By James Langton
(August 23 – 12:25 ET) – Bank of Montreal executives had to face the music in a conference call with analysts yesterday. BMO profits for the third quarter rose only 1.2%.
After the usual round of perfunctory questions about balance sheet and income statement clarifications, TD Securities analyst, Roy Palmer, tightened the screws on BMO CEO Tony Comper. Palmer pushed for confirmation from Comper that BMO’s executives really believe their results represent good performance.
Comper held his ground. He insisted that the results are good and that the bank is “on track” with its financial objectives. The market obviously don’t think they’re good, Palmer retorted, pointing out that the bank’s stock was had dropped about $2.40.
Comper reiterated that wealth management, along with personal and commercial banking was most responsible for the bank’s profit growth, while poor results in investment banking and its Bancomer unit held down overall results. The private client division reported earnings up 27% in the quarter and 54 % on the year.

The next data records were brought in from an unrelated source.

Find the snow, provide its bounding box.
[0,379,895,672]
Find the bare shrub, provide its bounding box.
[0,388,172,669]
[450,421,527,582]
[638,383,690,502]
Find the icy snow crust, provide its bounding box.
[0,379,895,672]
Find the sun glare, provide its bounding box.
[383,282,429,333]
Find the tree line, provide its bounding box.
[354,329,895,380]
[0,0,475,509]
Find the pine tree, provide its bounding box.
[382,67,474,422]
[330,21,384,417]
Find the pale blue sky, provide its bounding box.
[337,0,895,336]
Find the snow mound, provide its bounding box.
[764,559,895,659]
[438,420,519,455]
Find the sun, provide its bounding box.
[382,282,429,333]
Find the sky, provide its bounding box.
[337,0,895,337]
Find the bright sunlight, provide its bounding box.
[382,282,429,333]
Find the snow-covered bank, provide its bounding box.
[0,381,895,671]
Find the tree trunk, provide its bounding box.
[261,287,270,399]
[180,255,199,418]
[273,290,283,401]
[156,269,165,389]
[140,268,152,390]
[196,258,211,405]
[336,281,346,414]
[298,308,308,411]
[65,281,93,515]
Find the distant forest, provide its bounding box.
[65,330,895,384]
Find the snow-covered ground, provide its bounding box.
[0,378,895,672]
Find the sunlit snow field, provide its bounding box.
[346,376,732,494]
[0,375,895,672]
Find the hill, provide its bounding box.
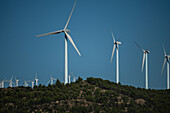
[0,77,170,113]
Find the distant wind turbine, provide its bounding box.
[110,32,121,83]
[161,46,170,89]
[135,42,150,89]
[9,76,14,87]
[15,77,19,87]
[47,75,57,85]
[24,80,30,87]
[37,0,81,84]
[35,73,38,86]
[31,80,34,88]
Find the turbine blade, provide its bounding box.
[135,42,145,52]
[162,44,166,56]
[10,75,14,81]
[142,53,145,72]
[47,79,51,85]
[111,31,115,42]
[161,58,166,75]
[110,44,116,63]
[64,32,81,56]
[36,30,63,37]
[64,0,77,29]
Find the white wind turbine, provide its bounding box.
[9,76,14,87]
[24,80,30,87]
[47,75,57,85]
[31,80,34,88]
[37,0,81,84]
[15,78,19,87]
[110,32,121,83]
[68,75,71,84]
[135,42,150,89]
[35,73,38,86]
[161,46,170,89]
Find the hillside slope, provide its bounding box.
[0,77,170,113]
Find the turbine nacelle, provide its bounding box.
[144,50,150,53]
[114,41,121,44]
[63,29,70,33]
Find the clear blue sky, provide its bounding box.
[0,0,170,89]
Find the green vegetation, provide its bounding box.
[0,77,170,113]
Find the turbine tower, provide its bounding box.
[9,76,14,87]
[161,46,170,89]
[31,80,34,88]
[35,73,38,86]
[68,75,71,84]
[15,78,19,87]
[135,42,150,89]
[37,0,81,84]
[110,32,121,83]
[1,81,5,88]
[47,75,57,85]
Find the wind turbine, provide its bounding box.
[135,42,150,89]
[24,80,30,87]
[31,80,34,88]
[15,78,19,87]
[9,76,14,87]
[68,75,71,84]
[47,75,57,85]
[161,46,170,89]
[110,32,121,83]
[35,73,38,86]
[37,0,81,84]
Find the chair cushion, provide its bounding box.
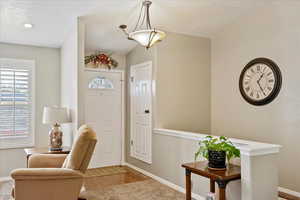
[62,125,97,173]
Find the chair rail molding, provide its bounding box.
[153,128,281,156]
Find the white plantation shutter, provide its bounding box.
[0,59,34,148]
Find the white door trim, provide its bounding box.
[85,68,126,165]
[129,61,154,164]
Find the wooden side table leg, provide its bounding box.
[26,155,30,168]
[185,169,192,200]
[216,180,228,200]
[210,179,216,193]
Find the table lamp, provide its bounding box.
[43,106,71,151]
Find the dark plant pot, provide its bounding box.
[208,150,226,169]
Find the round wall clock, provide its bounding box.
[239,58,282,106]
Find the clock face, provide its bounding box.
[240,58,281,105]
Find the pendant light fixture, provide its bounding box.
[119,0,166,49]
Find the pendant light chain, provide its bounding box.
[119,0,166,49]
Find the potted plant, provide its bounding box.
[195,136,240,169]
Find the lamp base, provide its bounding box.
[49,124,63,151]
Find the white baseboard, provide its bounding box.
[123,162,205,200]
[278,187,300,198]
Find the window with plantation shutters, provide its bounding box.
[0,58,34,148]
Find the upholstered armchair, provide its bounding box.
[11,125,97,200]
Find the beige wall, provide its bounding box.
[0,43,60,176]
[60,23,78,146]
[126,33,211,195]
[211,5,300,192]
[156,33,211,133]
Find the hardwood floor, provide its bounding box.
[278,192,300,200]
[82,167,292,200]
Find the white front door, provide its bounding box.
[85,71,122,168]
[130,62,152,163]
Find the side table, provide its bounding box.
[24,147,71,167]
[182,161,241,200]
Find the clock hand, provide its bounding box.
[257,81,266,96]
[257,73,265,83]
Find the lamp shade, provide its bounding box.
[43,106,71,124]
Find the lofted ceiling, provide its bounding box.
[0,0,299,53]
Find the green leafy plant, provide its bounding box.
[195,136,240,162]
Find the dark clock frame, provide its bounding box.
[239,58,282,106]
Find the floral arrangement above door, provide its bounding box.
[84,52,118,69]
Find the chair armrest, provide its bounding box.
[11,168,83,180]
[11,168,83,200]
[28,154,68,168]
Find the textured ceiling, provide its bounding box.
[0,0,299,53]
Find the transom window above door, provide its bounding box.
[0,58,35,149]
[88,76,114,89]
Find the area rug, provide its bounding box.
[82,179,185,200]
[84,166,128,177]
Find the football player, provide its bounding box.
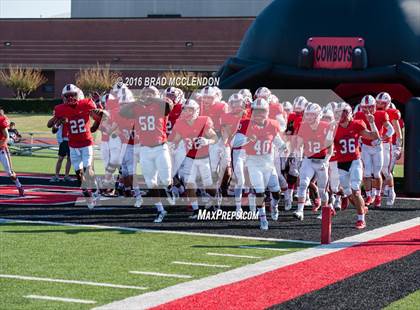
[232,98,286,230]
[334,102,379,229]
[120,86,174,223]
[47,84,107,209]
[293,103,334,221]
[221,93,249,214]
[284,96,308,211]
[355,95,394,207]
[200,86,228,191]
[376,92,402,206]
[0,107,25,197]
[321,106,345,210]
[171,99,217,219]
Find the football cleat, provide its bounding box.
[260,215,268,230]
[165,189,176,206]
[373,195,382,208]
[341,197,349,211]
[50,175,60,183]
[284,199,292,211]
[188,209,198,220]
[355,220,366,229]
[293,211,303,221]
[86,197,96,210]
[134,195,143,208]
[63,177,73,182]
[312,198,321,212]
[153,210,168,223]
[18,186,25,197]
[334,195,341,211]
[365,196,373,206]
[271,206,279,221]
[386,191,397,207]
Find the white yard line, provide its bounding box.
[171,261,230,268]
[0,218,319,245]
[206,252,262,258]
[238,245,290,252]
[0,274,147,290]
[95,217,420,310]
[23,295,96,304]
[129,271,193,279]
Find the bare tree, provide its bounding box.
[76,64,120,95]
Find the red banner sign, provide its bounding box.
[307,37,365,69]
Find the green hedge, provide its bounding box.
[0,99,62,113]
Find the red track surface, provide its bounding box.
[0,185,80,205]
[153,226,420,310]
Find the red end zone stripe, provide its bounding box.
[152,226,420,310]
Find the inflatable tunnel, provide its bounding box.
[218,0,420,195]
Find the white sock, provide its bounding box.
[191,200,198,211]
[297,202,305,212]
[248,194,257,208]
[271,199,279,208]
[15,178,22,187]
[235,188,242,210]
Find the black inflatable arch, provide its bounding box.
[218,0,420,195]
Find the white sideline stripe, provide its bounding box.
[23,295,96,304]
[238,245,290,252]
[171,261,230,268]
[0,274,147,290]
[207,252,262,258]
[94,217,420,310]
[0,218,319,244]
[129,271,192,279]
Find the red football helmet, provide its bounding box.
[251,98,269,124]
[61,84,80,105]
[181,99,200,121]
[303,102,322,125]
[334,102,353,123]
[360,95,376,114]
[254,87,271,100]
[228,93,245,114]
[376,92,391,110]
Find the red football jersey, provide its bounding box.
[298,121,330,158]
[112,113,134,145]
[166,103,182,135]
[354,111,389,145]
[0,115,10,148]
[334,120,366,163]
[132,102,168,146]
[238,119,280,155]
[221,112,249,144]
[200,102,227,131]
[384,109,401,143]
[172,116,213,158]
[54,99,96,148]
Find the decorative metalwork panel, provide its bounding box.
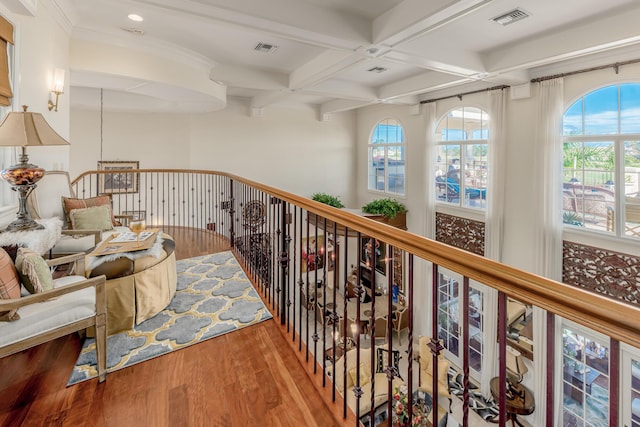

Gilles Ouellette, head of the private client division, reported that BMO now has 1,449 financial advisors and hopes to have 1,464 by the end of the year, on target with its plan to add 100 advisors per year.
The new Investment Funds Specialist sales force — BMO’s new in-branch investment division –is up to 321 people. 232 of them are actually specialists. 67 are full-fledged financial advisors, and there are 22 sales managers. Ouellette says it hopes to have 700 people in this group within three years. He’s looking to add 250 new advisors per year.
Goldman Sachs analyst, Heather Wolf, asked Comper about the productivity of the new sales force. While they wouldn’t give specific numbers, Comper and Ouellette, reported that although they have only been operating since January. Further, said Comper, their sales targets, productivity is ahead of expectations and they remain “optimistic” about the strategy.